Mehr über unsere Frage asker
Nach Donald Trump Präsident gewählt wurde in 2016 nahm Laura Villanueva am Women’s March in Chicago teil. Während sie dort war, erblickte sie ein Banner mit der Aufschrift „Lucy Gonzalez Parsons“ und identifizierte sie als Organisatorin und Gewerkschaftsführerin aus der Wende des 20.

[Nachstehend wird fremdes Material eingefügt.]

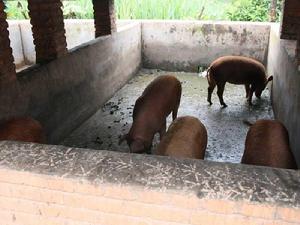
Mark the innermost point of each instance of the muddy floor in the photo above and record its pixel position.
(225, 127)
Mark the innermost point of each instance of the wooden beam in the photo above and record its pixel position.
(104, 17)
(48, 29)
(7, 66)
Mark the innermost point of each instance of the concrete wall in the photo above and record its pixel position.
(16, 43)
(67, 91)
(59, 185)
(184, 45)
(286, 86)
(77, 33)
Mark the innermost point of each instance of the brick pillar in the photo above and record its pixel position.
(7, 66)
(104, 17)
(290, 23)
(48, 29)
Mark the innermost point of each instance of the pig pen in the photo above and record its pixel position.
(225, 127)
(85, 100)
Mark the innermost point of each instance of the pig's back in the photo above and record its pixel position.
(267, 144)
(186, 138)
(238, 70)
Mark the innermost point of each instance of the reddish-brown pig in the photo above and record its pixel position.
(185, 138)
(159, 99)
(23, 129)
(237, 70)
(267, 144)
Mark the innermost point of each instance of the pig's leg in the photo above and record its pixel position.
(220, 93)
(175, 111)
(251, 91)
(210, 90)
(162, 130)
(247, 88)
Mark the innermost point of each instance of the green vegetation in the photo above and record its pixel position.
(252, 10)
(244, 10)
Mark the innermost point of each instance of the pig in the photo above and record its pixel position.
(185, 138)
(23, 129)
(267, 144)
(159, 99)
(237, 70)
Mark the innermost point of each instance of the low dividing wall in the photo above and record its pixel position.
(184, 45)
(286, 86)
(67, 91)
(58, 185)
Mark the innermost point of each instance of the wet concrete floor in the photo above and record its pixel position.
(225, 127)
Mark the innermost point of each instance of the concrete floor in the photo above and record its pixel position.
(225, 127)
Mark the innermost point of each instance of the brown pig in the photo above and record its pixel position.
(23, 129)
(267, 144)
(159, 99)
(237, 70)
(185, 138)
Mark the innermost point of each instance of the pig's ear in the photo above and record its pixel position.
(137, 146)
(123, 138)
(270, 78)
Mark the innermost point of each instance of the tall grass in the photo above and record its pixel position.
(171, 9)
(136, 9)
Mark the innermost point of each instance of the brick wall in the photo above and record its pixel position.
(27, 198)
(48, 29)
(290, 24)
(104, 17)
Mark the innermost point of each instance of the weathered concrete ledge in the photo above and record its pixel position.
(211, 180)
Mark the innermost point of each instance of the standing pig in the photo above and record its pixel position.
(23, 129)
(237, 70)
(186, 138)
(159, 99)
(267, 144)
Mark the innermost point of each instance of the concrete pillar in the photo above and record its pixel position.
(104, 17)
(7, 66)
(298, 50)
(290, 22)
(48, 29)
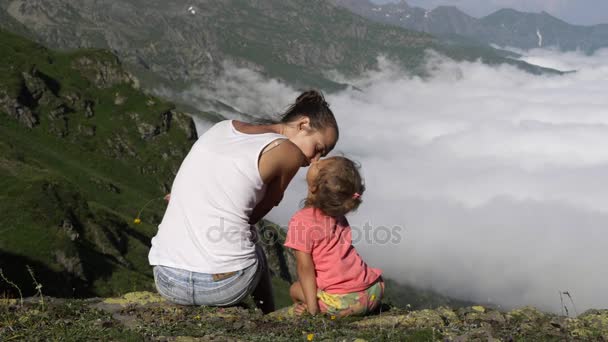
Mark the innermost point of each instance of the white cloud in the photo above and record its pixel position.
(581, 12)
(498, 176)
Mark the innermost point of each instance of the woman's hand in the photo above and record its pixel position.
(308, 281)
(300, 309)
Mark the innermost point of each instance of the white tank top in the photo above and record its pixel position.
(206, 226)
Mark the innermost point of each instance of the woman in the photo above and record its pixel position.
(203, 253)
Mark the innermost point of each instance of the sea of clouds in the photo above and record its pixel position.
(497, 178)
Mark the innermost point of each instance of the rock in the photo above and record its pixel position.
(119, 99)
(59, 112)
(416, 319)
(88, 109)
(103, 72)
(186, 123)
(119, 146)
(72, 265)
(69, 229)
(136, 298)
(87, 130)
(17, 110)
(147, 131)
(36, 87)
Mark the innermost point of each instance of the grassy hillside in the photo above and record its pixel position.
(181, 43)
(146, 317)
(81, 151)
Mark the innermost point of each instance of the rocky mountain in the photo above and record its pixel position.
(143, 316)
(189, 41)
(85, 161)
(82, 151)
(505, 27)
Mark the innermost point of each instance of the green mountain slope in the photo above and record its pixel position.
(81, 151)
(183, 42)
(505, 27)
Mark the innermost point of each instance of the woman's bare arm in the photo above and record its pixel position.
(277, 169)
(308, 282)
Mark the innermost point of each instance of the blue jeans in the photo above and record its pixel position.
(193, 288)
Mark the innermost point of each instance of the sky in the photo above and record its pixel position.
(483, 183)
(580, 12)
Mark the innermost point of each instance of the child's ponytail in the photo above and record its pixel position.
(338, 187)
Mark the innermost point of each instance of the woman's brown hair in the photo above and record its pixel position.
(312, 104)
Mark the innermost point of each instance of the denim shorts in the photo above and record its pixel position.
(194, 288)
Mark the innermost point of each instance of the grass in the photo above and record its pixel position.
(68, 199)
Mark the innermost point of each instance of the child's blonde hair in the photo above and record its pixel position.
(338, 187)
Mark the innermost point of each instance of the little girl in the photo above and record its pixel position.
(333, 278)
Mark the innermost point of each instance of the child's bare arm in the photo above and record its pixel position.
(306, 274)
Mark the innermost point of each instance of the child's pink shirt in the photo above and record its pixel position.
(339, 268)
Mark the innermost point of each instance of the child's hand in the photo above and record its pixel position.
(300, 309)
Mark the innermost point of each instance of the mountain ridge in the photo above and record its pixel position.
(504, 27)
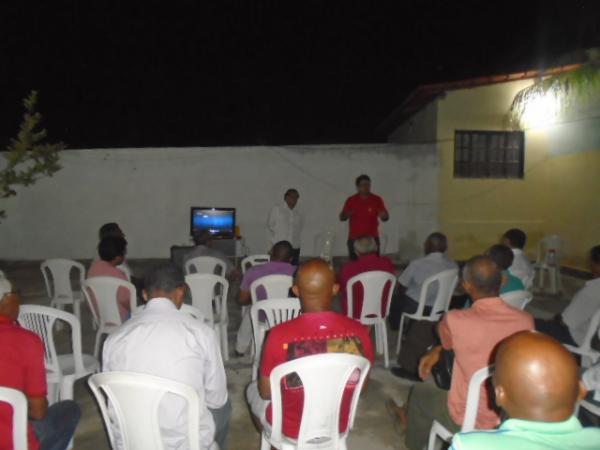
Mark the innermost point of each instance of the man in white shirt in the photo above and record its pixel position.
(419, 335)
(285, 223)
(165, 342)
(571, 326)
(521, 267)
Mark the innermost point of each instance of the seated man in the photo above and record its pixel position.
(537, 384)
(412, 278)
(22, 368)
(521, 267)
(419, 335)
(113, 229)
(203, 241)
(112, 252)
(472, 334)
(282, 254)
(165, 342)
(503, 257)
(571, 326)
(317, 330)
(368, 260)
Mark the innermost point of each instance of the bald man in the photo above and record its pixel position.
(317, 330)
(537, 385)
(472, 334)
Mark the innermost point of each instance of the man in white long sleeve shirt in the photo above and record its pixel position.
(165, 342)
(285, 223)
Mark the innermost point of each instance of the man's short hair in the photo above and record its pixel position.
(112, 247)
(282, 251)
(595, 254)
(485, 282)
(365, 245)
(201, 237)
(361, 178)
(165, 278)
(110, 229)
(516, 237)
(291, 191)
(502, 256)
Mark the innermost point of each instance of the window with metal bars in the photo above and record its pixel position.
(489, 154)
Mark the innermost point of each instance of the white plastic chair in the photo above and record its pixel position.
(101, 295)
(324, 378)
(62, 369)
(374, 284)
(206, 264)
(473, 397)
(57, 277)
(253, 260)
(446, 283)
(548, 260)
(275, 286)
(588, 354)
(17, 400)
(518, 299)
(132, 400)
(188, 309)
(324, 244)
(276, 311)
(209, 295)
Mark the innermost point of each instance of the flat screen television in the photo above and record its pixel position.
(220, 222)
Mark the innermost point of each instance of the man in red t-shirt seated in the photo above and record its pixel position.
(317, 330)
(22, 368)
(364, 209)
(368, 261)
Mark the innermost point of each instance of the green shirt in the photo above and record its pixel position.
(512, 283)
(516, 434)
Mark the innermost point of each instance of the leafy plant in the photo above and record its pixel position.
(570, 90)
(28, 157)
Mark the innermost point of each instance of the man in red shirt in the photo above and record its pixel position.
(317, 330)
(368, 260)
(22, 368)
(364, 210)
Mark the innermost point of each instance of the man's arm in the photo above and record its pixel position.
(37, 407)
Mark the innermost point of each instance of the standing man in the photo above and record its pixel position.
(364, 209)
(285, 223)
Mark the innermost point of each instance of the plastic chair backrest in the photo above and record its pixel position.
(275, 286)
(324, 378)
(518, 299)
(374, 284)
(206, 264)
(473, 397)
(446, 282)
(202, 287)
(134, 399)
(324, 243)
(57, 276)
(40, 320)
(18, 401)
(101, 295)
(276, 311)
(253, 260)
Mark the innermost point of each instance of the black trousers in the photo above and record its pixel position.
(352, 254)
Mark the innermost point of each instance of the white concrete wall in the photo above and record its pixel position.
(149, 191)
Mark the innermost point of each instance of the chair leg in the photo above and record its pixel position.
(400, 330)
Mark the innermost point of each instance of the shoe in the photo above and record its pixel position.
(401, 372)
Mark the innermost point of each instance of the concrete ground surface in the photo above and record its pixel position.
(373, 428)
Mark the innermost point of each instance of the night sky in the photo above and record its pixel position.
(200, 72)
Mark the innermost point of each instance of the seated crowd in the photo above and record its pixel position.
(536, 380)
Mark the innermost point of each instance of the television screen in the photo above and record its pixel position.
(220, 222)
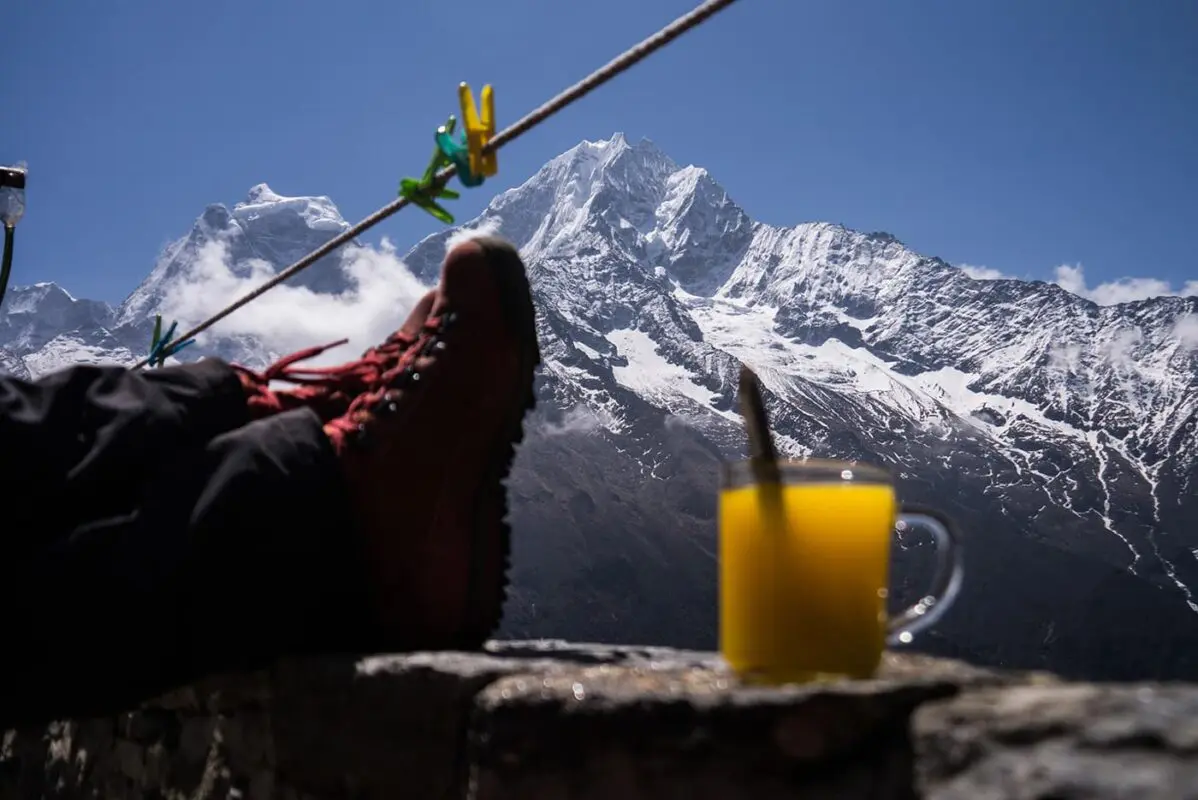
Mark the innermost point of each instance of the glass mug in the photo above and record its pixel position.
(804, 576)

„Und ich bin wie‘ ‚Wer ist das?“, sagte Laura. „Ich habe von Jane Addams gehört, von der ich glaube, dass sie ungefähr zur gleichen Zeit war, von der ich noch nie gehört habe . Und sie scheint ein erfülltes Leben gelebt zu haben.“Laura ist mexikanisch-Amerikanerin und sie sagt, dass sie mit Lucy Parsons ‚Gründen sympathisiert, sowohl mexikanisches als auch indigenes Erbe zu beanspruchen.“Vielleicht war sie in Texas und sagte:’Oh, sie behandeln mexikanische Frauen besser als ich. Ich werde sagen, ich bin Mexikaner, aber wir kommen aus Texas. Das wird unser neues Leben sein“, sagte sie. „Ich meine, es ist scheiße, dass sie nicht in einer Welt leben konnte, in der sie sich als schwarze Frau identifizieren konnte.“Arionne Nettles ist Dozentin für Journalismus an der Medill School der Northwestern University. Folgen Sie ihr @arionnenettles.
Diese Episode wurde von Jesse Dukes produziert und von Alexandra Salomon bearbeitet.